Los ofrecimientos genéricos efectuados por algunos funcionarios del Gobierno, se concretaron de la siguiente manera:

i) El 2 de junio de 2004, cuando aún se encontraban reunidos en la Casa de Nariño, el Senador ARMANDO BENEDETTI le entregó un fax cuyo contenido indicaba el reintegro de su tío político, el ginecólogo Eduardo Esquivel, a la ESE LUIS CARLOS GALÁN SARMIENTO.

ii) El Ministro de Protección Social, doctor DIEGO PALACIOS, le ofreció participación en instituciones a su cargo en el Magdalena Medio, en Barrancabermeja, y así ocurrió porque nombraron a CARLOS CORREA MOSQUERA en la Dirección de la Clínica Primero de Mayo de Barrancabermeja, le otorgaron un contrato a su asesor CÉSAR GUZMÁN como Delegado de la Regional Oriente de ETESA para Santander y se designó a JUAN BAUTISTA HERNÁNDEZ en el SENA de Barrancabermeja,

iii) A través del Ministerio del Interior y de Justicia se vincularon varios referidos suyos en los siguientes cargos: dos contratos a CÉSAR GUZMÁN, como Profesional Universitario de la Dirección de Prevención y Atención de Desastres y una orden de servicios con la Oficina de Asuntos Territoriales. Así mismo, fue nombrada como Notaria Segunda de Barrancabermeja SANDRA PATRICIA DOMÍNGUEZ MUJICA, quien posteriormente fue reemplazada por MARÍA LUCELLY VALENCIA GIRALDO, también recomendada suya.
2.2.10. Algunas de las afirmaciones de la procesada fueron corroboradas por CÉSAR GUZMÁN AREIZA, miembro de la UTL de la Congresista para la época en la que se debatió el proyecto de reelección presidencial y su amigo personal.

Dada la importancia que esta declaración tiene para el asunto examinado, considera la Sala trascendente referirse a ella de manera pormenorizada.

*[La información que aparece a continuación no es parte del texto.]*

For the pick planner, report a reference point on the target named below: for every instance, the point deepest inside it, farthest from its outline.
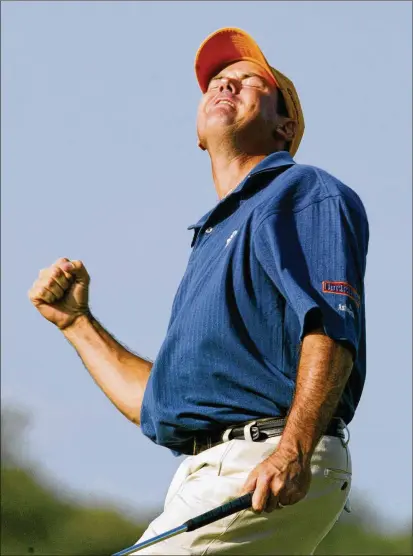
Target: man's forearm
(323, 371)
(119, 373)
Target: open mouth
(225, 101)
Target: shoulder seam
(275, 211)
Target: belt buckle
(251, 431)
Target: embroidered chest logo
(341, 288)
(231, 237)
(346, 309)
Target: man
(264, 358)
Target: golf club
(242, 503)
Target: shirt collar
(273, 161)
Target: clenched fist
(61, 292)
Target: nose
(228, 84)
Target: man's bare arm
(323, 371)
(120, 374)
(324, 368)
(61, 295)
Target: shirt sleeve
(316, 258)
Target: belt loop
(225, 436)
(247, 431)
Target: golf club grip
(242, 503)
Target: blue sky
(100, 163)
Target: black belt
(255, 431)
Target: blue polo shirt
(283, 253)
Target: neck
(228, 170)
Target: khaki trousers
(216, 475)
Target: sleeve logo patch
(341, 288)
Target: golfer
(263, 363)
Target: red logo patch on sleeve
(341, 288)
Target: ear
(286, 129)
(201, 146)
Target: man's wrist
(80, 322)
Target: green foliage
(34, 520)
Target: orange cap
(229, 45)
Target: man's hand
(60, 293)
(283, 478)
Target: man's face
(241, 99)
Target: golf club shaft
(242, 503)
(153, 540)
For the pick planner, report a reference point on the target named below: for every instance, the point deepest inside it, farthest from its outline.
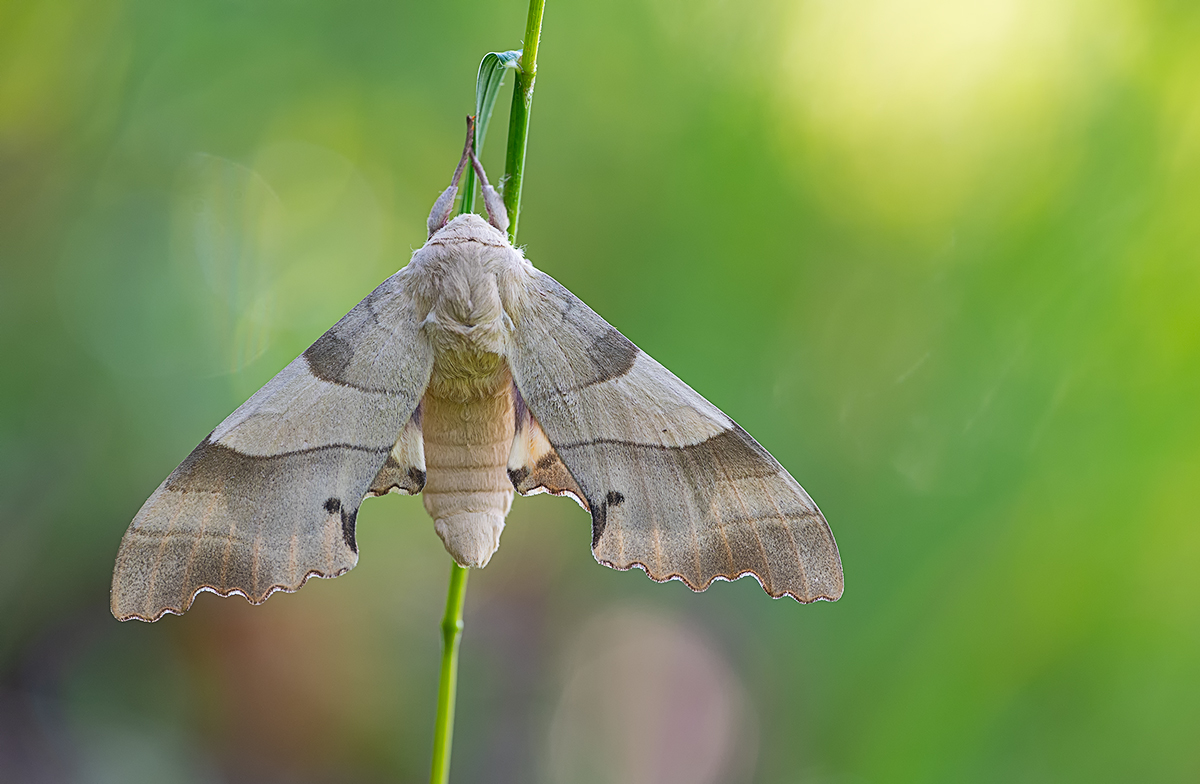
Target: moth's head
(469, 227)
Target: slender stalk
(514, 171)
(448, 683)
(519, 117)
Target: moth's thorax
(467, 280)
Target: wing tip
(833, 594)
(184, 606)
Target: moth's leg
(444, 205)
(497, 214)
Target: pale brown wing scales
(405, 470)
(221, 524)
(271, 497)
(534, 466)
(673, 484)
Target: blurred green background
(942, 258)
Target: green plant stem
(519, 117)
(448, 683)
(514, 171)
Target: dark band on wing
(613, 354)
(407, 479)
(211, 465)
(331, 354)
(731, 453)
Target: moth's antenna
(444, 205)
(497, 214)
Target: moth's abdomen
(468, 491)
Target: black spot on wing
(517, 476)
(613, 354)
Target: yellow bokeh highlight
(907, 111)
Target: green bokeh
(940, 258)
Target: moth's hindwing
(673, 485)
(271, 496)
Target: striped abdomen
(467, 429)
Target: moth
(466, 376)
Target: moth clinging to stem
(465, 376)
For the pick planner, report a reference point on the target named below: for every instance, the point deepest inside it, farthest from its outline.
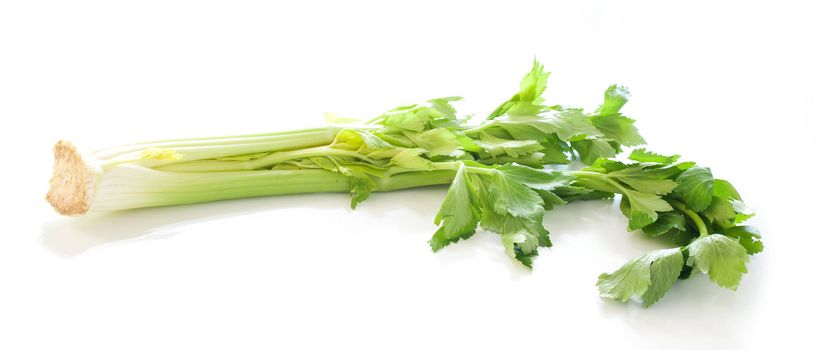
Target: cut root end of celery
(72, 182)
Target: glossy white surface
(731, 85)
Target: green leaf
(664, 272)
(615, 97)
(459, 213)
(444, 106)
(747, 236)
(721, 257)
(529, 97)
(410, 158)
(360, 189)
(355, 138)
(540, 179)
(521, 246)
(575, 193)
(649, 276)
(437, 142)
(618, 128)
(643, 181)
(644, 208)
(695, 188)
(506, 195)
(642, 155)
(721, 212)
(495, 146)
(591, 149)
(571, 124)
(666, 221)
(724, 189)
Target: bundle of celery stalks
(503, 174)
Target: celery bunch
(502, 172)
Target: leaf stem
(700, 225)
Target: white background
(731, 85)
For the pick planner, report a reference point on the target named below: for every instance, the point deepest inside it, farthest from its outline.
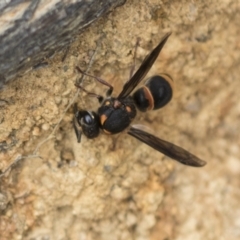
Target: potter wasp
(115, 114)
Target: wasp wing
(143, 69)
(169, 149)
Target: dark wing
(167, 148)
(143, 69)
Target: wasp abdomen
(156, 93)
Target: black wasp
(116, 113)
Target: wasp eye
(88, 119)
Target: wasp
(115, 114)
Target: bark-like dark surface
(32, 31)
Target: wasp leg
(134, 58)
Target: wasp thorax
(117, 116)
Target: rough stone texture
(119, 188)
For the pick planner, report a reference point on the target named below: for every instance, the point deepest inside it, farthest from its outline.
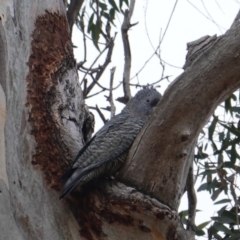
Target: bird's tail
(74, 178)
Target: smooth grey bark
(160, 158)
(29, 208)
(41, 118)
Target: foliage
(217, 159)
(217, 156)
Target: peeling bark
(46, 123)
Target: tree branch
(72, 12)
(127, 53)
(168, 139)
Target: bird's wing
(110, 142)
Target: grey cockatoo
(105, 153)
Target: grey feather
(106, 152)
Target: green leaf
(222, 228)
(203, 225)
(199, 232)
(231, 129)
(221, 136)
(222, 201)
(216, 193)
(95, 35)
(114, 5)
(90, 23)
(111, 15)
(222, 219)
(102, 5)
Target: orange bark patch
(52, 54)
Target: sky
(190, 21)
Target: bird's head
(143, 102)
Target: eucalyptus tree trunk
(43, 123)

Del relato del testigo se extracta lo siguiente:

- YIDIS MEDINA PADILLA estuvo indecisa acerca de la manera como votaría el proyecto de reelección presidencial, luego trató de decidirse por el “NO”, cuando esta posición se publicó en el diario “El Tiempo”, se produjo el contrataque del Gobierno, mediante insistentes y continuas llamadas telefónicas. Ello le consta porque fue citada al Palacio de Nariño y presenció la forma como fue abordada por el entonces Ministro del Interior y de Justicia, SABAS PRETELT DE LA VEGA y algunos de sus inmediatos colaboradores.

Admitió no haber asistido a algunas reuniones, pero sí que fue testigo directo tanto de las citaciones como de los encuentros con diversos funcionarios.

- IVÁN DÍAZ MATEUS nunca se preocupó por la manera como la procesada desempeñaba el encargo, hasta el momento de presentarse la discusión sobre el proyecto de reelección presidencial, pues sólo entonces se despertó su interés desplazándose hacia la ciudad de Bogotá para convencerla de votar favorablemente.

Después de la asistencia de YIDIS a una reunión en el Palacio de Nariño en compañía de IVÁN DÍAZ MATEUS, ella le comentó sobre su decisión de votar favorablemente el proyecto por cuanto tendría así la oportunidad de ayudar a muchas personas de Barranca y de gestionar recursos para la región, acorde con lo prometido por los ministros y el Primer Mandatario.

- YIDIS MEDINA PADILLA quien sólo había podido vincularlo a él en la UTL de la Cámara de Representantes obtuvo participación burocrática, pues un día antes de la votación de la reelección presidencial ella le propuso concurrir a una entrevista en la Oficina de Acción Social con el Dr. LUIS ALFONSO HOYOS, porque al parecer lo iban a ubicar en la regional de Barrancabermeja. LUIS ALFONSO HOYOS, en efecto, le realizó una entrevista muy corta y a la semana siguiente presentó unas evaluaciones psicotécnicas, pero posteriormente el jefe de talento humano de esa institución le sugirió postular otro candidato para ocupar el puesto y evitar así suspicacias, por su cercanía con la Congresista.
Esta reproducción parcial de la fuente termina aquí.